冤罪事件について書かれた本や雑誌の記事を読んでいると、冤罪被害者の書いた手紙がしばしば引用されている。それらを読んで思うのが、世論を動かして無罪を勝ち取る人や、支援の輪が広がっている人は多くの場合、人の心を動かすような手紙を書いている、ということだ。

たとえば、戦後の混乱期に山口県で起きた有名冤罪事件「八海事件」の阿藤周平氏。3人の仲間と共に身に覚えのない強盗殺人罪で逮捕・起訴されたのち、主犯格とされて一、二審で死刑判決を受けながら、最終的に無罪判決を勝ち取った人物だ。弁護人の正木ひろし氏がこの事件の冤罪性を告発し、裁判の流れに影響を与えるベストセラーとなった「裁判官 人の命は権力で奪えるものか」(光文社)の冒頭では、この阿藤氏が上告中に広島拘置所から、まだ弁護人選任前で一面識もなかった正木氏に宛てた手紙が引用されている。
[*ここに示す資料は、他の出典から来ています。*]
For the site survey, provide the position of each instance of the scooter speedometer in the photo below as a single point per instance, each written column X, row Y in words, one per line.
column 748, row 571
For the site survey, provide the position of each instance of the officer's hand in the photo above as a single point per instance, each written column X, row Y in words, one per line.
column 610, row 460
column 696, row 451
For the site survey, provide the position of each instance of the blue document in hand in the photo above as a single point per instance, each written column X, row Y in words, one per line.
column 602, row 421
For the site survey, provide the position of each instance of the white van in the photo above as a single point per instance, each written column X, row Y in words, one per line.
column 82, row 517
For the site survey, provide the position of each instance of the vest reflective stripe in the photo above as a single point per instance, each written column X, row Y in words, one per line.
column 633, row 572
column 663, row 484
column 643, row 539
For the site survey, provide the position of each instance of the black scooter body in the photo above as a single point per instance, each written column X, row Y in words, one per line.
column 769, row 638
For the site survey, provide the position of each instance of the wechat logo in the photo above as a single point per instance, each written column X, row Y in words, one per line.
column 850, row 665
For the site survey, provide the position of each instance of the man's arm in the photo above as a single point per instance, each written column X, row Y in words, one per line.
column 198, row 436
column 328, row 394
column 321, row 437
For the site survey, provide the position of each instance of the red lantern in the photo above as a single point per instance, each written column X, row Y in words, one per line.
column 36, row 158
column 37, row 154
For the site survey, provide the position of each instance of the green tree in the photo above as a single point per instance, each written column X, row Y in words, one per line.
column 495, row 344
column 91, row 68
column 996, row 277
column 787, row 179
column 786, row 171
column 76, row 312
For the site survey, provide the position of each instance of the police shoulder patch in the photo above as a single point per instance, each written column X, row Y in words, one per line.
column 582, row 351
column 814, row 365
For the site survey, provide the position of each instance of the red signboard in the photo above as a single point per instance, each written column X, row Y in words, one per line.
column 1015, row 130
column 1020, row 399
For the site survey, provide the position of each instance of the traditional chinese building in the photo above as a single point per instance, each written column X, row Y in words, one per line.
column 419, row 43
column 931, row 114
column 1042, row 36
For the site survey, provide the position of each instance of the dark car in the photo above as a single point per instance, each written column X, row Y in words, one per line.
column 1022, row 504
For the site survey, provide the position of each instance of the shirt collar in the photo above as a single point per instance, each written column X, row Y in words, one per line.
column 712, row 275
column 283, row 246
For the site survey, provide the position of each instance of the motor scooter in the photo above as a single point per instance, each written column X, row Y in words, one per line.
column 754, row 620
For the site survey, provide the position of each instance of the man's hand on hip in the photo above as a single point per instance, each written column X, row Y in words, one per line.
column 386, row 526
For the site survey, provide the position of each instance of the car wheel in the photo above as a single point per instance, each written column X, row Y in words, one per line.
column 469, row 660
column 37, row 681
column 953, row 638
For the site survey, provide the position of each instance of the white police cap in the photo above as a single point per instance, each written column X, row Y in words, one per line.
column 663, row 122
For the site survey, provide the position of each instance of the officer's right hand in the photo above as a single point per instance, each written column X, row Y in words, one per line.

その手紙の文面を見ると、いかにひどい取り調べを受けて自白に追い込まれたかということをはじめ、捜査や裁判の不当性が説得力ある文章で綴られているのだが、それだけではない。正木氏が書いた雑誌記事を読み、感動し、尊敬の念を抱いたことがてらいなく綴られているのをはじめ、文章の端々から阿藤氏の誠実さ、正木氏に対する敬意が伝わってきて、「これなら助けたくなるよなあ」と感じさせる手紙になっている。
正木氏は実際、この手紙を読んだのがきっかけで、阿藤氏をはじめとする無実の男性被告人4人の弁護人になり、無罪獲得に奔走している。阿藤氏はまさに手紙によって、自分の運命を切り開いたのだ。

この他、自宅の書棚にある冤罪本から例を挙げると、「死刑台からの生還」(著・鎌田慧/岩波書店)に出てくる財田川事件の谷口繁義さんの手紙、「逆転無罪 少年はなぜ罪に陥れられたか」(著・読売新聞大阪社会部/講談社)に出てくる大阪市貝塚のビニールハウス殺人事件の少年被告人たちの手紙もそうである。前者は裁判官、後者は新聞記者たちの関心をひき、あるいは心を動かして、ひいては雪冤のための強力な味方としているのだが(※前者の裁判官・矢野伊吉氏は弁護士に転じ、谷口氏の弁護人まで務めている)、谷口氏や少年被告人たちが書いた手紙の文面もなんともいえない透明感や誠実さを感じさせるものなのだ。

で、なぜこんな話をするかというと、筆者が付き合っている冤罪被害者の中に、手紙で損をしているように思える人がたまにいるからだ。面会して話せば、穏やかな良い人なのに、手紙を書くと、相手の気持ちを引かせるような文面になってしまう。その結果、本来なら味方になってくれそうな人間まで遠ざけてしまう。当然、支援の輪が広がったりはしない。手紙で人の心を動かせる冤罪被害者がいる一方で、そういう残念な人も現実に存在するのだ。

実際問題、犯罪者の濡れ衣を着せられて送る理不尽な獄中生活の中、人の心を打つような文章を書くのは難しいだろう。文章は、その時々の精神状態が現れるものだからだ。そういう意味では、手紙で損をしている冤罪被害者はおそらく全国に決して少なくないはずだ。そういう人にはなんとか手紙力をつけて欲しいと思い、たまに文章指導をしたりもするのだが、思うように成果が出ずに自分の無力さを痛感している次第なのである。